Lesson One: Your data is only as good as what it is made of

  • The US, Australian and UK data are all in completely different formats
  • All three release information on different schedules
  • Only one (the Australian one) make it available in an easy programatic manner
  • The UK data does not explicitly list the model year (just ‘since model year 1995’ as part of the description)

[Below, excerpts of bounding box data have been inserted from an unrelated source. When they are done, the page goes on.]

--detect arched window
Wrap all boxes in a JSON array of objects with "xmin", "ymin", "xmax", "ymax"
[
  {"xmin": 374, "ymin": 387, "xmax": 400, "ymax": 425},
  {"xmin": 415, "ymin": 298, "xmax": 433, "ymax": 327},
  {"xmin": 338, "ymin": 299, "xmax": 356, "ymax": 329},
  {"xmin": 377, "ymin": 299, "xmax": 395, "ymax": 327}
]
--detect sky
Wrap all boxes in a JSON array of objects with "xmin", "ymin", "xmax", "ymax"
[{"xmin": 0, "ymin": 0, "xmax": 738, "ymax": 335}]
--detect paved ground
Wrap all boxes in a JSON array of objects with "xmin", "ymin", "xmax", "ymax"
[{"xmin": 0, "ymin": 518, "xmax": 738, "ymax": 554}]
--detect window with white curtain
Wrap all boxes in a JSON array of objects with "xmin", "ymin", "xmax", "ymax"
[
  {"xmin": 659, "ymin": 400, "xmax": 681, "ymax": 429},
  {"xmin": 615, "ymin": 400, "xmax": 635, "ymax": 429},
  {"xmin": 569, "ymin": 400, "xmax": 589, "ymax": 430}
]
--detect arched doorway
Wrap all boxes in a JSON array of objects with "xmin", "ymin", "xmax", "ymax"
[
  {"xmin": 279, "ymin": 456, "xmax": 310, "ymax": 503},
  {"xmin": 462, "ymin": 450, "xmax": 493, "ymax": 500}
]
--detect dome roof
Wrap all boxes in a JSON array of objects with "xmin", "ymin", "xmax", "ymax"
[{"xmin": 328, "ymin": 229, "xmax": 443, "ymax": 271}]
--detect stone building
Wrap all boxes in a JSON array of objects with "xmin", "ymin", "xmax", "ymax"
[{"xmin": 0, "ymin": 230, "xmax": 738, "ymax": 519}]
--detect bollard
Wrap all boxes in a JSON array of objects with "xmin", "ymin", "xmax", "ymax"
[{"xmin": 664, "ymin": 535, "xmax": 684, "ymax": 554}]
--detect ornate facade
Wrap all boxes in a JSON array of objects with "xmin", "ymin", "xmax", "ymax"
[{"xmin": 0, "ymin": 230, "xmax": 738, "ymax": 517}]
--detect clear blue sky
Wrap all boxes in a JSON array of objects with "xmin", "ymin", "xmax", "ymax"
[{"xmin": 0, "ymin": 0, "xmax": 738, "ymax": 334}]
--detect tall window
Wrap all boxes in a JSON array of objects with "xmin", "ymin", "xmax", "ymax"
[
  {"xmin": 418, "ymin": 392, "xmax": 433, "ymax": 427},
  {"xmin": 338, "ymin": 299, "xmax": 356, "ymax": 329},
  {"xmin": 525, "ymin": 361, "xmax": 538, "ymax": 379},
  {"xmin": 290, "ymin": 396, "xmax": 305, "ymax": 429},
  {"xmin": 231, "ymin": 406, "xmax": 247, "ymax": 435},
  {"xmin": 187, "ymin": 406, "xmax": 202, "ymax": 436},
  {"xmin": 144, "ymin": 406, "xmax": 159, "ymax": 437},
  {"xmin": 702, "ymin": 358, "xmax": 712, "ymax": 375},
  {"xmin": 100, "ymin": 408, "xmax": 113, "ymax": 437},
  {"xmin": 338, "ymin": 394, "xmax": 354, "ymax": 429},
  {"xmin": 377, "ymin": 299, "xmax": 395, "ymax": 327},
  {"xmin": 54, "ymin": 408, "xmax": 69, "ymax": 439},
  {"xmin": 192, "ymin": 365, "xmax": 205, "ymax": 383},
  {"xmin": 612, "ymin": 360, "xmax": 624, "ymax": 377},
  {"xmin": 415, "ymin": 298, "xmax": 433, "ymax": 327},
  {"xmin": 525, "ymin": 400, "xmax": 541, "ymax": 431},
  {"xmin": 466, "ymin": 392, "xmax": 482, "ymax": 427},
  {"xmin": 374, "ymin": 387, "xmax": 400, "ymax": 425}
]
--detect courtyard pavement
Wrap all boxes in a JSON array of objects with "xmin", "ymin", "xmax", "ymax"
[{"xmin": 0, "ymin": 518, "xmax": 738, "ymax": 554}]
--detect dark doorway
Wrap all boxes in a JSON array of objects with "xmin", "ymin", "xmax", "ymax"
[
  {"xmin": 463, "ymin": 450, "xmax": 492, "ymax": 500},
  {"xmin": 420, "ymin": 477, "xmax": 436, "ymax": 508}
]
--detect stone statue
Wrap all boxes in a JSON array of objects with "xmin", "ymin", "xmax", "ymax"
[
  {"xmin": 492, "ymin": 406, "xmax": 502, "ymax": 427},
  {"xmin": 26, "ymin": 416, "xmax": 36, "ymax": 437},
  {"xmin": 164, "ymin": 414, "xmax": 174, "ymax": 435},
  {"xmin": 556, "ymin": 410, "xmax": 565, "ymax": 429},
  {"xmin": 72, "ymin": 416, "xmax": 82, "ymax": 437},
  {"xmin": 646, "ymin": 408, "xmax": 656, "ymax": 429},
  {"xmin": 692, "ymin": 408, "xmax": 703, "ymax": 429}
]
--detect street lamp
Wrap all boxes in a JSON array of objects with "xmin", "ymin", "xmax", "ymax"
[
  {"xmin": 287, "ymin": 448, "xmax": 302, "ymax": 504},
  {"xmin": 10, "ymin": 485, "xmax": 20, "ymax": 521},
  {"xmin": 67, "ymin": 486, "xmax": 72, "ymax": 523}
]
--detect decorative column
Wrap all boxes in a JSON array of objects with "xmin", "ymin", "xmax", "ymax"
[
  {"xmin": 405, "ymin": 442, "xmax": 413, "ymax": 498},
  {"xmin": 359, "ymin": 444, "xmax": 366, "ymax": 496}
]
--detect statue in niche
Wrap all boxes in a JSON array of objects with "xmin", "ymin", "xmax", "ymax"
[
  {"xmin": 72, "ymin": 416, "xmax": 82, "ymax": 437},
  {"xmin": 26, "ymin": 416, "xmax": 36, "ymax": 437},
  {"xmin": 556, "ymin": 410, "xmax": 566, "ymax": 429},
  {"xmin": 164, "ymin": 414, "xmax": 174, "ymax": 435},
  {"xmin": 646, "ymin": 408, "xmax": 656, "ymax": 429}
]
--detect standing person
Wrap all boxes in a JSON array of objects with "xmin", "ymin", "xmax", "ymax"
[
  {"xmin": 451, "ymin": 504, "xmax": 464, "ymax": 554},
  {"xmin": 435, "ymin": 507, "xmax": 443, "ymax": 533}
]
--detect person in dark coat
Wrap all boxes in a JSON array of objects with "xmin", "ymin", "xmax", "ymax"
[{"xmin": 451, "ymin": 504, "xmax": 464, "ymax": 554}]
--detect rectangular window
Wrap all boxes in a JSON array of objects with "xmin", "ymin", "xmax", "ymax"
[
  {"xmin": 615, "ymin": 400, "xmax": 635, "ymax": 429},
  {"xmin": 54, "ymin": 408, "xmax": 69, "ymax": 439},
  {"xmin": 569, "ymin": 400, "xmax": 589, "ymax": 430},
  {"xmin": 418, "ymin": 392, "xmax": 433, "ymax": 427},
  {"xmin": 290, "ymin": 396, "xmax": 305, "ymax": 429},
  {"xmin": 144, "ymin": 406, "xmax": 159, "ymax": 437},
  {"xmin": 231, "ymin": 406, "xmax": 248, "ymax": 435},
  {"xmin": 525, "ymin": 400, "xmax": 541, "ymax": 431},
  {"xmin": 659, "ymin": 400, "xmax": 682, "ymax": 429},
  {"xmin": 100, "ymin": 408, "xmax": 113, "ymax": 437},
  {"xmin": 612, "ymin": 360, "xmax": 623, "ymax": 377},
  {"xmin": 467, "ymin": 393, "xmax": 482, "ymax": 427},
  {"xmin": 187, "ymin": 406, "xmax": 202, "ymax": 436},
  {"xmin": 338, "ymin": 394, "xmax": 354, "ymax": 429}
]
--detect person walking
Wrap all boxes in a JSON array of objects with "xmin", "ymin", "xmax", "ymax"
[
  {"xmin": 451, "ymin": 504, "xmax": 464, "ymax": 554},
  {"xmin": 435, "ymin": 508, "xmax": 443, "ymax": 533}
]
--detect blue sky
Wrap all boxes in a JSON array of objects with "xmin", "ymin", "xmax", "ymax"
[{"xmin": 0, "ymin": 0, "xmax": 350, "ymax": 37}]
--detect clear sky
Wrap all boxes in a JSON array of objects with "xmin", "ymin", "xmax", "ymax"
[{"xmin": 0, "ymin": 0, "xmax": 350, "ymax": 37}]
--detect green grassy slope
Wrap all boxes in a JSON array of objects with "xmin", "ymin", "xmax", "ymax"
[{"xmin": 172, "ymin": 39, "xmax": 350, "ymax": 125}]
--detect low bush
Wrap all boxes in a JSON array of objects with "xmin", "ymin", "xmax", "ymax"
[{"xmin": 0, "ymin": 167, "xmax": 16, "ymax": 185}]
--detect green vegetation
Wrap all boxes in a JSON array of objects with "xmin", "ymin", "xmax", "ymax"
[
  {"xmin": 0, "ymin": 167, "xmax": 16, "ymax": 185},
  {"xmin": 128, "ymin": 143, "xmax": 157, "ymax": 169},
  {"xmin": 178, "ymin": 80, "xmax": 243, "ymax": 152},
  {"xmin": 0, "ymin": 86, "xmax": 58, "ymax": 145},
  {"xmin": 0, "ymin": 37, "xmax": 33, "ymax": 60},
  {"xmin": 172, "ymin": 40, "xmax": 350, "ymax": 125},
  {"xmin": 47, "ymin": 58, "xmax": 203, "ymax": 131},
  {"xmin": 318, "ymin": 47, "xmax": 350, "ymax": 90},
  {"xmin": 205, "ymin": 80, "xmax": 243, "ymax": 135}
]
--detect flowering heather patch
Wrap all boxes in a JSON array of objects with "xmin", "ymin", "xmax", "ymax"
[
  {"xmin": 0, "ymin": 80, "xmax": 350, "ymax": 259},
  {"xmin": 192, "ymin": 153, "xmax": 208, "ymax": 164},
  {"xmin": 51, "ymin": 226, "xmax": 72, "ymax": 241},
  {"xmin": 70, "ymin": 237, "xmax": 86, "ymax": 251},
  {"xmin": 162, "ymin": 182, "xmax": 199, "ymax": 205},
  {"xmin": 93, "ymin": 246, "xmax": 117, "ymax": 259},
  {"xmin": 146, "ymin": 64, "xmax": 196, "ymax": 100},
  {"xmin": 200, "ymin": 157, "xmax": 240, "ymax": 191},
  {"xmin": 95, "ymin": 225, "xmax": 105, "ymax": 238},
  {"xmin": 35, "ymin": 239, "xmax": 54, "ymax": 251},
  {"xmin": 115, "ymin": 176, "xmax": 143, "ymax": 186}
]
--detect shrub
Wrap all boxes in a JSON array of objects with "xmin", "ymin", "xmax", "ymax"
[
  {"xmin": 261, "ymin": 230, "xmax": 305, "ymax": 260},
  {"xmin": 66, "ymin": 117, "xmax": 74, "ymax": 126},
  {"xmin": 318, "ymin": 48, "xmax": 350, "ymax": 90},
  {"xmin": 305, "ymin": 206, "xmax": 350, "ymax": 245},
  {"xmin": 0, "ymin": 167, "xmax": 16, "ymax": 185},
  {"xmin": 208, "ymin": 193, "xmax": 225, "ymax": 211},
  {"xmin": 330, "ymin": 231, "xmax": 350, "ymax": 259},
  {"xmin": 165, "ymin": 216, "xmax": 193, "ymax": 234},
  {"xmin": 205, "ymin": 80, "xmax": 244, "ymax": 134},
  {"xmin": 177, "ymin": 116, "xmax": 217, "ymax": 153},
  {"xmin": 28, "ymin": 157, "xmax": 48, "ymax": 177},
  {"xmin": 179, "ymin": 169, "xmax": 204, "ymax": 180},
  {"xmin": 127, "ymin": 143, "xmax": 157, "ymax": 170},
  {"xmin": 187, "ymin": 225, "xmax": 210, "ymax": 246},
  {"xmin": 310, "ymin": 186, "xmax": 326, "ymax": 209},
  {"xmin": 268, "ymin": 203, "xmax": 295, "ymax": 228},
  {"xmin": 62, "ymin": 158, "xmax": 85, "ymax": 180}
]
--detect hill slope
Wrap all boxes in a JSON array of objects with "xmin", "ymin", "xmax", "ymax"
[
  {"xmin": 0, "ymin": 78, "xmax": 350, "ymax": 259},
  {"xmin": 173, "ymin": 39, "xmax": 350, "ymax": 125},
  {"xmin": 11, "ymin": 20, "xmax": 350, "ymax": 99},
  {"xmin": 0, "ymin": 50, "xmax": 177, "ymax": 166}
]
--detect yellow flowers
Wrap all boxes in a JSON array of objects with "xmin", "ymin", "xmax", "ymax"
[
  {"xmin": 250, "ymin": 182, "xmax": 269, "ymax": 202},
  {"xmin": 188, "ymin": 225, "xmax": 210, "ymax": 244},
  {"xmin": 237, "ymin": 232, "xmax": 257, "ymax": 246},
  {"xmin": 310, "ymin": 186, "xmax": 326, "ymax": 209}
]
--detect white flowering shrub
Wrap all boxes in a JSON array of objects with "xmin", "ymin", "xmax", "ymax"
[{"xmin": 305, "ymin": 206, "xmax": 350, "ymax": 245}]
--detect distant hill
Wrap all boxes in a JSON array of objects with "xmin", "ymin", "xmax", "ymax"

Lesson Two: Look at the code for quality smells

  • To go MVC for a second, if your model has a switch regarding a database column, then that is a bad smell
  • I’ll be looking at the ‘Fuel Type’ and ‘Transmission’ columns first; they’re rank

Lesson Three (A): Define how you want the data to look like

  • Right now I’m trying to figure out which information is common to all three sources
  • I’ll use that as the grounds for massaging our data into some common order

Lesson Three (B): But only with serious consultation

  • I could right now ‘fix’ the issue with the ‘Fuel Type’ column, but I would likely just break a bunch of stuff
  • I know which stuff is most at risk, but I’d rather not do it in the first place
  • So I’ll be bouncing things off the environmental scientists that use this data

Lesson Four: Big Bang is not just bad for deployments

  • I have identified 5 or 6 different things that affect the quality of this data, and all will be fixed. Eventually.
  • One problem requires one identifiable, and rollback-able fix

Lesson Five: Best offense is a good defense

  • Of course, I don’t want to have to do this again, so I’ll have to identify and implement the proper checks for when the data gets updated to make sure I don’t have to pay (as close) attention to this area in the future.
  • This may not be as easy as it seems as we are expand out offerings and services. Is it in Java? Rails? Right in the database? All three?

Lesson Six: Thank goodness I can script

  • I first learned Perl when I need to hack up a data file. This is no different a task except I’ll do it in Ruby likely.
  • It would be really nice if all these organizations would decide on a standard information set and format and make use of it.
  • Even within the same organization from year-to-year; I need to create 5 or 6 different scripts just to get a common representation of EPA data alone.
  • Not to mention the UK or Australia or ???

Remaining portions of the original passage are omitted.